The ending suffers most from this inability to close doors. Rather than culminating, the film slowly diffuses into a succession of increasingly emphatic emotional codas, each searching for the definitive final image that will justify everything preceding it. None quite arrives. There are smaller miscalculations too. Penélope Cruz, in a limited role, leaves a sharp emotional impression almost instantly. Glenn Close, meanwhile, feels stranded inside the film, her heavily accented Spanish drawing noticeable distraction in the room during the Cannes screening. Her presence carries the unmistakable scent of prestige casting rather than organic necessity.

And yet dismissing La Bola Negra as merely overstuffed or undisciplined would miss what makes it compelling. There is something deeply alive in its refusal of moderation. The Los Javis are trying to imagine a form of queer cinema that is both popular and monumental, emotionally direct without surrendering historical scope. They are chasing Almodóvar, yes, but also something distinctly contemporary: a cinema shaped by viewers whose emotional literacy was formed as much by serialized storytelling as by traditional arthouse austerity.

That tension is visible everywhere in the filmmaking. The score constantly underlines emotions already fully legible. Scenes stretch past their natural endpoint. Silence is treated almost suspiciously. The film fears emptiness, fears stillness, fears leaving emotional space unfilled. It is a profoundly television-trained instinct, and one the duo still hasn’t entirely recalibrated for cinema.
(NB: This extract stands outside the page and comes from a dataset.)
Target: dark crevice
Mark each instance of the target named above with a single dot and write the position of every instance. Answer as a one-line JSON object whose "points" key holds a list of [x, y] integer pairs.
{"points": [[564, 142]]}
But perhaps that’s also why La Bola Negra remains difficult to dismiss. Cannes is full of controlled films this year, more elegant films about queerness, war, and identity under repression. Few, however, feel this emotionally ravenous. This is the classic second major feature from artists still discovering the scale of their own ambition: too much, too loud, too long, too eager to matter. But also too sincere in its desire to become something enduring to reduce it to failure. La Bola Negra may not fully hold together, but its reach toward greatness is impossible to mistake.